Happy Valentine's Day everyone! While most of you are spending this day celebrating the many loves in your life (and I am too, though Scott is away on business), I am also celebrating this day as the one year anniversary of the day I became a vegetarian.
Strangely enough, though I am the only vegetarian in my household, it was not my idea to embark upon this journey. On Valentine's Day last year, Scott had planned to prepare some delicious meals for us -- sausage, eggs and pancakes for breakfast and followed by grilled steak for dinner. We had both been more conscious of our eating habits at that point, eating organic foods and free range chicken and beef, but during our breakfast that morning, Scott put his fork down and said, "I am suddenly disgusted by the idea of eating animal flesh." And so our vegetarian journey began.
He stuck with it for awhile but slowly began adding meat back to his diet. I never felt the desire to.

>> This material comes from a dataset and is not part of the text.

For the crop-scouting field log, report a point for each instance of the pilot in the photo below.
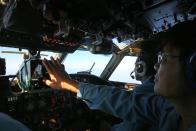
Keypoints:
(113, 100)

I had been a vegetarian (and even a vegan) during my late teens and early twenties and had contemplated going back to a vegetarian lifestyle, but had never been motivated to do so. But on that day, armed with my new knowledge of nutrition and faced with the expense of buying only free range meats, becoming a vegetarian seemed totally natural. Honestly, I have never looked back, craved meat, or regretted the choice.
That's not to say that being the only vegetarian in a non-vegetarian household hasn't been without challenges. It means some nights I prepare two different meals. It means more dirty dishes when I make spaghetti and meatballs, since I either make veggie meatballs or just have plain sauce. For the longest time, I've been supplementing my diet with soy products, but as I've moved toward reducing the amount of soy I eat as well as the amount of processed foods, I've had to search for alternative sources of protein. (Beans, eggs, dairy, and cheese are all great if you are a lacto-ovo vegetarian.)
In terms of weight loss...you'd think a vegetarian diet would make it easier to lose weight, right? It seems logical, if you're cutting out fatty meats you should be able to easily drop the pounds. Let me tell you though, it's very easy to be a vegetarian who doesn't eat vegetables. While fruits and vegetables are acceptable vegetarian foods, other meat-free items include: cookies, cake, doughnuts, ice cream, chocolate...you get the idea. While those foods are all fine in moderation, eaten in excess, they can prevent you from losing weight. I'm a good example of this. This time last year I was in the low 260s. Today I'm in the low 250s. I got down to the 240s the middle of last year and gained some back because I started to let things slide.
As of today, I'm working hard to cut back on those unhealthy "vegetarian" foods, eat fewer soy products, and eat more fruits and vegetables. Today my lunch is a very delicious salad made of vegetables from our local farmer's market...organic romaine, organic carrots, organic broccoli, organic cucumber, roma tomato and mushrooms...with a dash of oil and vinegar and an ounce of cheese (for the protein). (Want to save a ton of money on produce? Farmer's markets are GREAT.)
I also quit the Couch to 5k program in week 7 last year. I'm proud to say that I'll be starting that again on Saturday! Doing that, combined with eating better vegetarian foods...maybe next year I'll be a much healthier vegetarian!
As with anything like this, if you're wanting to make a major diet or lifestyle change, it's best to consult with your physician. ...but if you have questions about vegetarianism, feel free to comment and I'll try to answer as many as I can. I'm not a nutritionist or any kind of expert, but I can comment from my own experience.